🤖 AI Summary
To address the weak zero-shot cross-lingual transfer capability of large language models (LLMs) on non-Latin and low-resource languages—and their heavy reliance on fine-tuning—this paper proposes a query-level dynamic learning framework. During inference, the framework dynamically optimizes three components per input query: the prompt template, the selection of multilingual embedding models, and the LLM dispatch strategy—enabling fine-tuning-free, language-adaptive reasoning. Its core contribution is the first-ever query-driven, multi-component dynamic configuration mechanism, designed for both offline and online deployment. Evaluated on question answering across 18 diverse languages, the method achieves a 10–15% improvement over baseline pre-trained models and a fourfold gain over monolingual fine-tuned models. It significantly enhances zero-shot multilingual generalization while maintaining high inference efficiency.
📝 Abstract
Large language models (LLMs) have revolutionized various domains but still struggle with non-Latin scripts and low-resource languages. This paper addresses the critical challenge of improving multilingual performance without extensive fine-tuning.
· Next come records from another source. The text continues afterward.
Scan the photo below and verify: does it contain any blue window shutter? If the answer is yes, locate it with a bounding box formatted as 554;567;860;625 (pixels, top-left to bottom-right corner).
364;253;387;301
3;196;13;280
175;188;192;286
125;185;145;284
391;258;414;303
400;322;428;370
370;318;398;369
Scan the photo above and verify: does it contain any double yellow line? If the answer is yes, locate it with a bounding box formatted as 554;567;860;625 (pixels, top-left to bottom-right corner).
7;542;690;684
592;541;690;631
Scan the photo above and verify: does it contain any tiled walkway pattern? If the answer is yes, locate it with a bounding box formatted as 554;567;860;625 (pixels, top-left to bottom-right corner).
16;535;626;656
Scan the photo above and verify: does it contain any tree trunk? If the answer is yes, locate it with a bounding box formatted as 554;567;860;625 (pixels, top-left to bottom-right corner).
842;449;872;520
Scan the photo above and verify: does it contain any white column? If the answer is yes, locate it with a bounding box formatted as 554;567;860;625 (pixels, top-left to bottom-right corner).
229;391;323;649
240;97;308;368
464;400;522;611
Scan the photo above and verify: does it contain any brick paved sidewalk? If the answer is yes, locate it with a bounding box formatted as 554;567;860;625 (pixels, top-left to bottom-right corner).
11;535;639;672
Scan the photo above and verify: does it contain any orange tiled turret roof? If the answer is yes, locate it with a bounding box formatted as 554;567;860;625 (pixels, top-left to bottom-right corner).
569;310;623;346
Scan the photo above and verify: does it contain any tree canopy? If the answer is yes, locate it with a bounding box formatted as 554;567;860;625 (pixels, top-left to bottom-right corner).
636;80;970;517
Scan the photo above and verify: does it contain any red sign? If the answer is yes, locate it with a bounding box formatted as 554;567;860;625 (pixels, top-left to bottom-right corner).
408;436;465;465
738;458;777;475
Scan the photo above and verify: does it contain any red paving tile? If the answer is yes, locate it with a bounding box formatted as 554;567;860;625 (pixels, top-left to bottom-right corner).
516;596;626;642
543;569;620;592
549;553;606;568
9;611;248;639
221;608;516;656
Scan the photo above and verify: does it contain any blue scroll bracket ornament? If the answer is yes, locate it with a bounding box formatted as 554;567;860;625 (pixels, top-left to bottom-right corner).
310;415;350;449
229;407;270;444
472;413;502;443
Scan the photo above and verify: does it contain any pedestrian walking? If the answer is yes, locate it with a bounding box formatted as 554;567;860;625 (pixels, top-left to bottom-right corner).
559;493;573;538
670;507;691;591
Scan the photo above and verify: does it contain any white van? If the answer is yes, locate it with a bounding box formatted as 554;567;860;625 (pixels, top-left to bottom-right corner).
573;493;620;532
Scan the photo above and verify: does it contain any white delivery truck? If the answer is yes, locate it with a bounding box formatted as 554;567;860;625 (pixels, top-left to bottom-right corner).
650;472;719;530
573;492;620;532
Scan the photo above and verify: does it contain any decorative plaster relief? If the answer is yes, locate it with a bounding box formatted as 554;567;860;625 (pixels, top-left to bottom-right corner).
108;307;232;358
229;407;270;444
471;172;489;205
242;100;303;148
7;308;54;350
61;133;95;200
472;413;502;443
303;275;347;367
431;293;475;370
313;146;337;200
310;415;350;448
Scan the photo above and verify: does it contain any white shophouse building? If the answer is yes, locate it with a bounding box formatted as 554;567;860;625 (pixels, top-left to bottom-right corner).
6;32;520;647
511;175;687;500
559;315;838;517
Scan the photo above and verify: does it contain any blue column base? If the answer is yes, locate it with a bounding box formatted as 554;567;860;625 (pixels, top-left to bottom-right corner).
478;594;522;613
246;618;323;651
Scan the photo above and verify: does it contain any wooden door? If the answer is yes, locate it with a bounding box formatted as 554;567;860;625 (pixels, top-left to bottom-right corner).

We introduce a novel dynamic learning approach that optimizes prompt strategy, embedding model, and LLM per query at runtime. By adapting configurations dynamically, our method achieves significant improvements over static, best and random baselines. It operates efficiently in both offline and online settings, generalizing seamlessly across new languages and datasets. Leveraging Retrieval-Augmented Generation (RAG) with state-of-the-art multilingual embeddings, we achieve superior task performance across diverse linguistic contexts. Through systematic investigation and evaluation across 18 diverse languages using popular question-answering (QA) datasets we show our approach results in 10-15% improvements in multilingual performance over pre-trained models and 4x gains compared to fine-tuned, language-specific models.